City support of monument does hurt

I would like to ask letter writer Susie Russell-Melendez who she thinks she is to judge whether the Ten Commandments monument is hurting anyone (“Monument isn’t hurting anyone,” Nov. 1).

The decision of the Everett City Council to fight to keep the monument on city property is hurting the taxpayers. Our First Amendment (if anyone actually ever bothers to read the Constitution) guarantees the freedom of religion. Freedom of religion can only be protected if the state takes a stand of neutrality where religion is concerned. The state cannot impose any religious views on the citizens. Once it does, freedom of religion no longer exists. In case after case in this country, cities that have chosen to fight such lawsuits have lost, because thankfully judicial bodies have ruled that such artifacts on public property are unconstitutional.

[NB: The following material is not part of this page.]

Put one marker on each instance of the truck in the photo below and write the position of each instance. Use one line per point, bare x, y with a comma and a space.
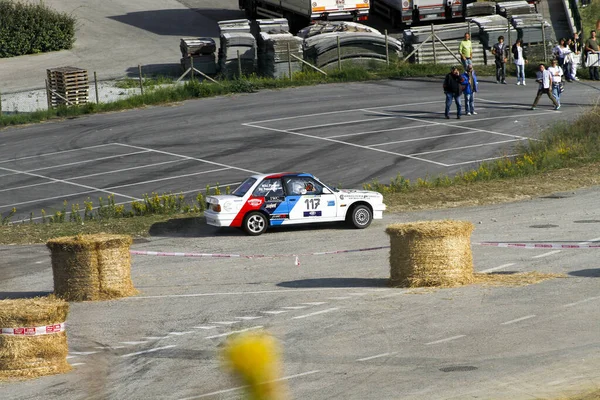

Let me also address some of the hypocrisy in Ms. Russell-Melendez’s letter. The men and women in our armed services are not fighting to protect the “word of God.” They are fighting to protect the United States, and subsequently the values that we hold as American citizens. One of those values is to worship (or not) as we please. Has she considered that the Muslims, Jews and members of other religions, or atheists even, might take great offense at her implications as to what they are fighting for? If Ms. Russell-Melendez cares to review any of the writings in which the Founding Fathers interpret the documents that they forged in the creation of the United States, she will find repeated references to the United States not holding to any Christian ideals other than those which coincidentally were common to the Constitution. Even Abraham Lincoln, the first Republican president, said that we were not a Christian nation.

Anyone who supports the maintenance of the Ten Commandments on city property by taxpayers is doing so out of ignorance of the Constitution. Not that that ever stopped anyone before.